For better or worse, the advocates of copyright protection have carried the day on the copyrightability of code. Thus, with regard to computer software in its narrowest sense, i.e., computer code, it now seems established that the copyright laws protect it with their whole arsenal of remedies. Any legislative redetermination of that result is unlikely to occur.

The scope of copyright protection of code is less clear, however. When a defendant's computer program contains code that is an exact copy, or quite close to an exact copy, of the code in a plaintiff ‘s copyrighted computer program, the defendant will almost surely be held liable to the plaintiff for copyright infringement. The question is much less clear, however, when an allegedly infringing computer program is only a “paraphrase” of another computer program or is a kindred computer program that is substantially different from the original in terms of the actual lines of code. For example, it is uncertain whether a computer program that performs substantially the same functions as WordStar in substantially the same way, so that it accomplishes the same results, will be held to infringe the copyright in WordStar, if the second computer program is written in a computer language so different from that of the original that the second program is not a mere rote “translation” but is instead a “transformation.”

In recent years, aggressive proponents of software protection have urged that the copyrights in computer programs should protect noncode aspects of software. Noncode aspects of software include the particular choice or selection of algorithms to employ in a computer program, the instruction set used in the language in which a computer program is written, the input formats, the menu and help screens, the metaphors and icons, and the “look and feel” of a computer program.

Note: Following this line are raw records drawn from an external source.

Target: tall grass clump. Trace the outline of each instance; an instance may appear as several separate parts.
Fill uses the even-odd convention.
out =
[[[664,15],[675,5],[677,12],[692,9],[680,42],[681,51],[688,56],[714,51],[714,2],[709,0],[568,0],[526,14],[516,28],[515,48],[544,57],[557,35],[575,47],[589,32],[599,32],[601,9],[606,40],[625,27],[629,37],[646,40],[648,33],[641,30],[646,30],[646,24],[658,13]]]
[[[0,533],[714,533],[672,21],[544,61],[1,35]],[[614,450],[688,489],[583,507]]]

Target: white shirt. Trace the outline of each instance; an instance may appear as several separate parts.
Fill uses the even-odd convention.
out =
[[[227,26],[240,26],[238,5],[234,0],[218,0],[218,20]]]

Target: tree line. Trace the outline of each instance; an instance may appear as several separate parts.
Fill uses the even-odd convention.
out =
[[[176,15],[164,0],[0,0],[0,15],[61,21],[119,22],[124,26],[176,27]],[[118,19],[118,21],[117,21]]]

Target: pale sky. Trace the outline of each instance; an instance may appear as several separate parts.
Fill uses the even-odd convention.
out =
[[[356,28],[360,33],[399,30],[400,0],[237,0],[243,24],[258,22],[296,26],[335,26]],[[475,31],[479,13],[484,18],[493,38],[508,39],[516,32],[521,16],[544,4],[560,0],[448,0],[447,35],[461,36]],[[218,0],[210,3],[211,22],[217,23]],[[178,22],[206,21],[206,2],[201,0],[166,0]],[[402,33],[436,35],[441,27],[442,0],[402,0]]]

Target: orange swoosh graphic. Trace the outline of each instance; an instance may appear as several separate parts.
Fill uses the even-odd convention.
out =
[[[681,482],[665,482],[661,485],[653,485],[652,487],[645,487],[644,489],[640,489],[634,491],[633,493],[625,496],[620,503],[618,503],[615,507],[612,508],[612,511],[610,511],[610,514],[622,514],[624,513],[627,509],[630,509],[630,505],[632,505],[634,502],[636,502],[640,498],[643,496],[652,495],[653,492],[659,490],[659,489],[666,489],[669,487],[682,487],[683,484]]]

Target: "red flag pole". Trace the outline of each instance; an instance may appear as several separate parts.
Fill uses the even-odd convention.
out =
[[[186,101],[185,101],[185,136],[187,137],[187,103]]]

It is not difficult to imagine some extensions of these assertions, such as claims to particular new algorithms, to any computer program acting in accordance with a particular flowchart, to dataflow patterns, and to the selection of queries or reports that can be made to or extracted from a database system.

Probably, most of these aggressive claims of right over noncode aspects of software will ultimately fail in the courts, as pretensions to exclusive rights in “ideas rather than expressions,” or as attempts to copyright a “procedure, process, system, method of operation, concept, principle, or discovery.” Refusing to protect the noncode aspects for these reasons would be consistent with established copyright precedent and tradition. It is also unlikely that Congress can be persuaded to expand the present copyright laws to embrace these things. The House subcommittee responsible for intellectual property legislation resolutely resisted protection of semiconductor chip topography under the copyright laws, and compelled the Senate to yield on this point. Clearly, there are limits to how far into the copyright tent the present occupants of the tent will allow the software camel’s nose to intrude.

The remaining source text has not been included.